If am wrong on the above, I will now go to consider whether any of the prayers sought can be granted. The first prayer is for grant of certiorari orders to quash the appointment of the 4th respondent in each of the two petitions as chief. Certiorari orders are granted to quash decisions that are made contrary to the law or which are irrational or which are made without observing the rules of natural justice. The applicants have claimed that there were irregularities in the appointments of the chiefs. Their complaint appears to be in relation to public participation rather that illegality and lack of due process.

The Chiefs are appointed as the applicants have clearly admitted by or on behalf of the Public Service Commission. The Public Service Commission has not come to court to complain. The applicants have not enjoined the Public Service Commission as a party so that they could give their side of the story. There is no argument that the jobs were advertised and applications received and interviews held.
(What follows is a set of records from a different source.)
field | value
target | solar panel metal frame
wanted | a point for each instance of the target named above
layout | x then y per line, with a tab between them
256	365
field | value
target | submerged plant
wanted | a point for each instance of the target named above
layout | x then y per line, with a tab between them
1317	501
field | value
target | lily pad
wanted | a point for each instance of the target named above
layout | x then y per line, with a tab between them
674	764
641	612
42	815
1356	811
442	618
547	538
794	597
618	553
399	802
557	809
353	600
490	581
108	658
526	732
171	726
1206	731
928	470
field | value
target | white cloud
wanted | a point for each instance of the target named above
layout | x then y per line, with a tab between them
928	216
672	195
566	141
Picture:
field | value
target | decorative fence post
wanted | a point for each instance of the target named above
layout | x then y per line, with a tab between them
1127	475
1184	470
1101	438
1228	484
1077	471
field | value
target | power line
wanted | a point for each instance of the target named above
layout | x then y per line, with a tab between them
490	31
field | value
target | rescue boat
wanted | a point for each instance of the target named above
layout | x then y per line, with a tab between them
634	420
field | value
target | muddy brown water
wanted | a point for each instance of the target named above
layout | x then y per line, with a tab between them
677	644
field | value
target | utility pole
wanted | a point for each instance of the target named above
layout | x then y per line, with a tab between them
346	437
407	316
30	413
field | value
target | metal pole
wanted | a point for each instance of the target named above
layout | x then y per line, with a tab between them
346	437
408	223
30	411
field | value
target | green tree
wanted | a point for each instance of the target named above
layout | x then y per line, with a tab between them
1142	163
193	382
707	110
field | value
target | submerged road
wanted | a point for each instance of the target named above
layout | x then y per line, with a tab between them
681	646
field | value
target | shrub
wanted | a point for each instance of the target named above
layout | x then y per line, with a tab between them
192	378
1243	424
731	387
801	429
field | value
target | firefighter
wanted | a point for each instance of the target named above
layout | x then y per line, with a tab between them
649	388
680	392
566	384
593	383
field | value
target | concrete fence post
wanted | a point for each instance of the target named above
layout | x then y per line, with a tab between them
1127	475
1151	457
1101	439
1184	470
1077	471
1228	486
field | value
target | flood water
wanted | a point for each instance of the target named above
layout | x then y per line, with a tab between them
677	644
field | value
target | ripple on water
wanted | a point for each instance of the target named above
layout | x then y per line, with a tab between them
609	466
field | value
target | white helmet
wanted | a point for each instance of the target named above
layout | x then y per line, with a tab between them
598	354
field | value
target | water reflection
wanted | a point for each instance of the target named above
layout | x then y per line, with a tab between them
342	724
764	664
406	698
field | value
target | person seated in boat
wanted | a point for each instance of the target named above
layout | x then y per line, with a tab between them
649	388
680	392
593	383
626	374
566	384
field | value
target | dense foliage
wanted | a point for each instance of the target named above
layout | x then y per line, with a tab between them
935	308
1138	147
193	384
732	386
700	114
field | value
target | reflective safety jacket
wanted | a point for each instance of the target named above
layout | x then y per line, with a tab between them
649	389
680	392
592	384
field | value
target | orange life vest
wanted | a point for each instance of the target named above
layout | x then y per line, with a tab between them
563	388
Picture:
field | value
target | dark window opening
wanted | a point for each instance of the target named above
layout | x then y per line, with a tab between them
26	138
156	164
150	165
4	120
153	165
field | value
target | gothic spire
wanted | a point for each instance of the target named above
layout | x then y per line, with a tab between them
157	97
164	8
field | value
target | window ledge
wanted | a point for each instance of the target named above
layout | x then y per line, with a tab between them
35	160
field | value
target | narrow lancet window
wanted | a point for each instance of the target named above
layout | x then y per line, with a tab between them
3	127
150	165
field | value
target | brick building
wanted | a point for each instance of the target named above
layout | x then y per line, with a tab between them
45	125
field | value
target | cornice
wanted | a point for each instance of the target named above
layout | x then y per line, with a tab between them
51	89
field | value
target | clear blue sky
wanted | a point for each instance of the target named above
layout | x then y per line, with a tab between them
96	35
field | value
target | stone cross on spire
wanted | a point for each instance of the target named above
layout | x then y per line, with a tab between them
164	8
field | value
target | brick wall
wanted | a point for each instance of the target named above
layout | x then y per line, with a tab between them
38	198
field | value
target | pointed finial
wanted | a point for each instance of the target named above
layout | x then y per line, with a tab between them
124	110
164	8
Though the applicants have annexed correspondence on who should be appointed as chief, there is no indication of any irregularity, illegality or irrationality in the appointment. Any member of the public has a right to complain about exercise of public power or discretion.
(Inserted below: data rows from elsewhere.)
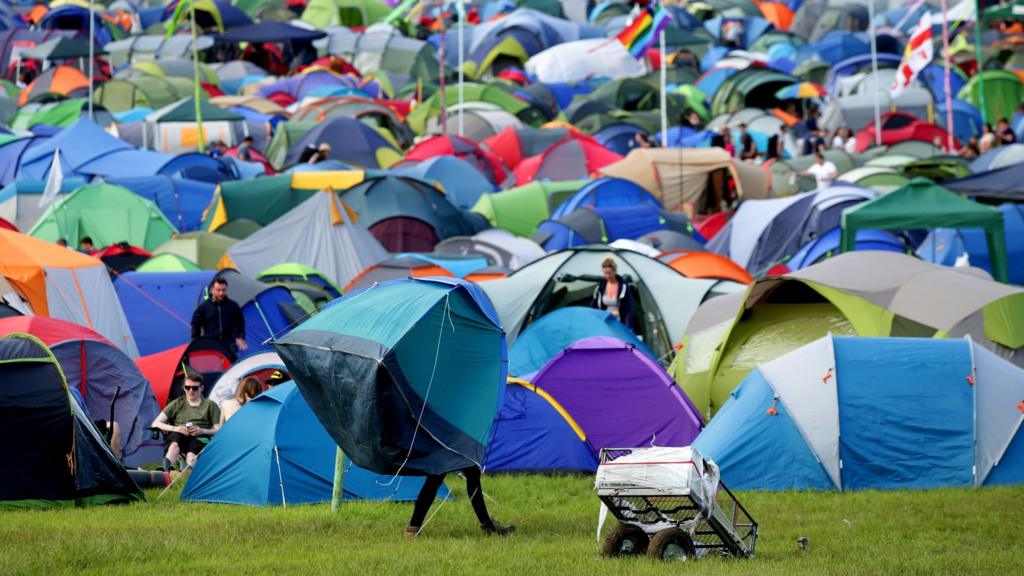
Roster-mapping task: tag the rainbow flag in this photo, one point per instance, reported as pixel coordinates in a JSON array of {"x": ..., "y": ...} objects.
[{"x": 642, "y": 32}]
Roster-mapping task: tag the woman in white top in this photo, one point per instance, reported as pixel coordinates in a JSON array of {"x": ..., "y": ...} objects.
[{"x": 248, "y": 389}]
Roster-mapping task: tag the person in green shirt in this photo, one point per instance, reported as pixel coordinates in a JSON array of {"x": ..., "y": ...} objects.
[{"x": 187, "y": 422}]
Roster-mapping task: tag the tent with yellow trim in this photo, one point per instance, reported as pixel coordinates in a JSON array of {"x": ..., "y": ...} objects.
[
  {"x": 65, "y": 284},
  {"x": 323, "y": 233},
  {"x": 534, "y": 433},
  {"x": 263, "y": 200}
]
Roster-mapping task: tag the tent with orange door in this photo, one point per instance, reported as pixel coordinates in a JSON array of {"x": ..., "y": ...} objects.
[{"x": 64, "y": 284}]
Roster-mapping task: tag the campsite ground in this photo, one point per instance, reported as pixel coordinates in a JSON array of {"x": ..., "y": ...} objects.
[{"x": 905, "y": 533}]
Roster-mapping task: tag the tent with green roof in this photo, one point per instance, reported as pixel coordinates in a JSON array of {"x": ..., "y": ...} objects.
[
  {"x": 203, "y": 248},
  {"x": 107, "y": 213},
  {"x": 521, "y": 209},
  {"x": 168, "y": 262},
  {"x": 923, "y": 204}
]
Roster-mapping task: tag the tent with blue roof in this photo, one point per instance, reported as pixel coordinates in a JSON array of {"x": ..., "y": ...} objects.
[
  {"x": 555, "y": 331},
  {"x": 407, "y": 376},
  {"x": 534, "y": 434},
  {"x": 844, "y": 413},
  {"x": 275, "y": 452}
]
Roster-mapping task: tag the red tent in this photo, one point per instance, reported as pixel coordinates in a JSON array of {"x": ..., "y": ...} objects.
[
  {"x": 574, "y": 158},
  {"x": 459, "y": 147},
  {"x": 900, "y": 126}
]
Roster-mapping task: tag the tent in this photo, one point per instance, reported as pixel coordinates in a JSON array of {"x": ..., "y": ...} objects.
[
  {"x": 763, "y": 233},
  {"x": 689, "y": 176},
  {"x": 323, "y": 233},
  {"x": 557, "y": 330},
  {"x": 664, "y": 298},
  {"x": 500, "y": 247},
  {"x": 203, "y": 248},
  {"x": 275, "y": 452},
  {"x": 868, "y": 293},
  {"x": 841, "y": 413},
  {"x": 532, "y": 433},
  {"x": 521, "y": 209},
  {"x": 107, "y": 213},
  {"x": 66, "y": 285},
  {"x": 416, "y": 354},
  {"x": 98, "y": 370},
  {"x": 404, "y": 214},
  {"x": 619, "y": 396},
  {"x": 944, "y": 245},
  {"x": 923, "y": 204},
  {"x": 58, "y": 458}
]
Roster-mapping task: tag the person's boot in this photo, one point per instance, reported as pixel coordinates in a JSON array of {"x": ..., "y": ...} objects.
[{"x": 497, "y": 529}]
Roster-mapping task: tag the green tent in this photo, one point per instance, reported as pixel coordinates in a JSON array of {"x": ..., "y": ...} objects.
[
  {"x": 924, "y": 204},
  {"x": 168, "y": 262},
  {"x": 521, "y": 209},
  {"x": 1004, "y": 93},
  {"x": 107, "y": 213},
  {"x": 203, "y": 248},
  {"x": 328, "y": 13},
  {"x": 863, "y": 293}
]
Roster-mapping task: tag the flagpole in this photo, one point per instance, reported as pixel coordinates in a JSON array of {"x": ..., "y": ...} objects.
[
  {"x": 199, "y": 107},
  {"x": 92, "y": 55},
  {"x": 946, "y": 79},
  {"x": 665, "y": 97},
  {"x": 978, "y": 58},
  {"x": 875, "y": 73}
]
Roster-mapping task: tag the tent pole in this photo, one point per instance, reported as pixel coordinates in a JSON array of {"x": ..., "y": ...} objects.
[
  {"x": 665, "y": 97},
  {"x": 339, "y": 480},
  {"x": 978, "y": 58},
  {"x": 199, "y": 107},
  {"x": 875, "y": 73},
  {"x": 946, "y": 65},
  {"x": 92, "y": 55}
]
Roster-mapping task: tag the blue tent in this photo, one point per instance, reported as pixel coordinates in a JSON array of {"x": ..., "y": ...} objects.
[
  {"x": 851, "y": 413},
  {"x": 182, "y": 201},
  {"x": 159, "y": 306},
  {"x": 826, "y": 246},
  {"x": 274, "y": 451},
  {"x": 462, "y": 182},
  {"x": 531, "y": 433},
  {"x": 555, "y": 331},
  {"x": 944, "y": 245},
  {"x": 406, "y": 375}
]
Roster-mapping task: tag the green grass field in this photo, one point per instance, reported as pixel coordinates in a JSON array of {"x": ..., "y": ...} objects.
[{"x": 920, "y": 532}]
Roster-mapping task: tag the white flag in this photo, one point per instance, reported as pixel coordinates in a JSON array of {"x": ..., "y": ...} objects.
[
  {"x": 53, "y": 182},
  {"x": 916, "y": 55}
]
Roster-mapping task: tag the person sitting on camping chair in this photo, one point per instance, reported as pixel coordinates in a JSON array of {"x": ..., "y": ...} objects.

However, it does not mean that such complaint will be taken as overturning a decision that is made through official channels. In my view, the applicants have not established or proved on the balance of probabilities that any illegality, irregularity or irrationality was used to appoint the chiefs.

Though it might be preferable for chiefs to come from certain communities, I have not been referred to any law that says that a chief must come from such and such a clan or tribe. In my view therefore, each situation has to be considered on its own facts. The Public Service Commission and local administration in my view are the best suited institution to determine in each local area, who should be appointed as a chief. The prayer for certiorari will thus fail.
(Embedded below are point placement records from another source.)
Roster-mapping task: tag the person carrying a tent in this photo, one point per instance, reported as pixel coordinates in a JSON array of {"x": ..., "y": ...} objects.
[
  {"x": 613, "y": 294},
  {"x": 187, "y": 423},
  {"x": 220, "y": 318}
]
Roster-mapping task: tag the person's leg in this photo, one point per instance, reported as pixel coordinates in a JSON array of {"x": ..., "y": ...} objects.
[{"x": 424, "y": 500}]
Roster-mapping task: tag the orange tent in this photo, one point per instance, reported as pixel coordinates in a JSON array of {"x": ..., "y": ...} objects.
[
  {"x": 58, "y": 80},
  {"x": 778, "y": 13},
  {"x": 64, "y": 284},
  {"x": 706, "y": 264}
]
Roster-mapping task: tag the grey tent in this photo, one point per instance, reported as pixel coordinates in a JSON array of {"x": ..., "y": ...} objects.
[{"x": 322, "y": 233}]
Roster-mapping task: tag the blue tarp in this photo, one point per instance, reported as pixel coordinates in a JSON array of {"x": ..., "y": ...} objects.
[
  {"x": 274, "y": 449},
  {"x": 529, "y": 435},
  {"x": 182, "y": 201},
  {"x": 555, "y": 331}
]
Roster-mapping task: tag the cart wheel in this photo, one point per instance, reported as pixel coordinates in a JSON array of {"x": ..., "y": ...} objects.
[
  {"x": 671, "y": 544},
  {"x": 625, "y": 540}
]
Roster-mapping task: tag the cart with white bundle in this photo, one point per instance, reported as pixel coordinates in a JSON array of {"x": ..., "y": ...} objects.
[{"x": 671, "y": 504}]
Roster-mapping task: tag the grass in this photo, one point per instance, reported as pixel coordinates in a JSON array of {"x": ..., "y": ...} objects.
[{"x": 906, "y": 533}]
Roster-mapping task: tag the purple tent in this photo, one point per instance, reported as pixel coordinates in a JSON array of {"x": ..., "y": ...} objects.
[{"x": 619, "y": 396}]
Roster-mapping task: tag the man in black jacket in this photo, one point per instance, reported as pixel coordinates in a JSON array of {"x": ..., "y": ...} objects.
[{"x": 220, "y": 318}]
The prayer for mandamus will also fail. Mandamus is an order issued by the court to an administrative agency or office or even a subordinate court to act in accordance with the law. Judicial Review Proceedings are not meant to substitute the decision of the officer or inferior tribunal with that of the High Court. The prayer 2 herein asked the court to remove a chief and appoint another person as the chief. That is outside the mandate of the judicial review court. It is also outside the parameters of orders of mandamus. This prayer will therefore also fail.

I now go to the prayer of prohibition. This prayer assumes that the court has ordered the appointment of another chief and is prohibiting the respondents from interfering with the operations of that chief. This prayer is misconceived. It has no basis. It cannot stand as the person who is meant to be protected by that prayer is not in office. In addition, it is not implementable because a chief is under the supervision of other senior government officers, including the 1st respondent. This court cannot supervise the implementation of this prayer. The prayer has no basis and is not feasible and therefore will not succeed.

The last issue is who will bear the costs of the two applications? In my view the applicants herein will bear the costs of the proceedings not just because they have lost the cases, but mainly because they had no locus standi from the beginning to file the present proceedings. The people they name as interested parties should have filed these proceedings. As it is, those interested parties have not even participated in these proceedings. As such, in my view, the applicants in application no 2 of 2017 will bear the cost of that application, and the applicants in application no. 1 of 2017 will also bear the respective cost of that application.

In conclusion, both applications are dismissed, with costs to the respondents.

Dated and delivered at Garissa this on 7th June, 2017.